Parties help with fundraising by maintaining a network of wealthy and connected individuals ready to donate for the cause. Party identification makes it relatively easy for a candidate to substitute the party's brand for his own. Voters who care about and trust that party affiliation means something don't even have to get to know candidates. They'll simply vote for the candidate running under Party X's banner. Seems like a great win-win scenario: the party helps the candidate with money and brand-recognition, and in return the candidate is expected to help the party by reciprocating when he has the power. Nothing is perfect, though, and there are serious flaws with this system.
One is that, as with any organization, political parties are susceptible to domination by an elite and ambitious few, who are generally also connected to the wealthy "private" citizens at any given level of government. Rules are easily updated to make protection that centralized power a priority (it's similar in concept to the reason behind gerrymandering). Another is the corrupting influence of money. It wields power over people through a sense of reciprocity (people feel an obligation to 'return the favor' to a person who gives them something). When it is concentrated into a single organization, that organization can use it to support its causes--and deter challengers, even if the challengers are generally in agreement with the organization's mission.
In political parties these influences have combined over the decades to produce organizations that resemble the Guardian Council of Iran with respect to candidacies for office there. They have come to represent not choice in elections but as a closely guarded Gate through which only carefully vetted, "acceptable" persons may pass. And this is hurting our democracy. It doesn't have to be that way, though.
Comments
The way Bernie has the funding worked out,
a party can now be much more decentralized with local folks directly supporting their local candidates. Or, even if a centralized funding effort was maintained with folks giving a regular monthly amount the donations could be tracked to support their locality. Wouldn't take much overhead to maintain the computer. The way it looks to me is that every time humans build a monolithic organization it takes on a life of its own. Its first law is self-perpetuation. The humans get to using it as a pathway to power. The third and last consideration is whatever the mission statement says. That's when the organization becomes dangerous to the people that it was built to serve.Concentrated money is concentrated power. If the money is decentralized then it is harder to get to and there is less incentive to chase it. A party is needed to protect the donors (from other parties) for the constituents. If the constituents ARE the donors, then the party can focus on articulating the collective ideals and focusing on the overarching goals. The hard part will be getting started. Every time some one gets elected some of the financial burden will be relieved. Kind of like a '53 Chevy truck I once had. The starter motor had dead spots, but once you pushed it hard enough it would run all day.
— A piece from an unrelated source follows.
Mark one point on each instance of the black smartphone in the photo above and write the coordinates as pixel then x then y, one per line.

“Those who can make you believe absurdities, can make you commit atrocities.” Voltaire
Open Primaries
Open primaries help to diffuse the two party effect. I hope folks are dedicated to working towards more and more open primaries. As Bernie has shown, you may caucus with a Party in practice, but you can remain independent as well. And you can run for office under a Party umbrella with open primaries and the Party has less direct control over that. And that's a good thing in my opinion. I'm registered Dem but if my state were an open primary state i'd be independent. Right now people are fleeing the parties because neither represents the peoples interests. Yet in this campaign we're seeing a very unlikely competitor in Bernie and also, as much as I hate him, Drumpf defying the party structure. We need more Party structure defiance, not less.
I wrote about this very thing last night.
It grabbed on to my mind. Personally, I ran the scenario all the way out to No Parties and a Vote of No Confidence.
http://caucus99percent.com/comment/36844#comment-36844
What we know for certain is that there remains no mechanism for political change in America. We just need to dial the channel up to a higher frequency and do a few things we've never even thought of before.
Or, just get out of the way.
IMAGINE if you woke up the day after a US Presidential Election and headlines around the the world blared, "The Majority of Americans Refused to Vote in US Presidential Election! What Does this Mean?"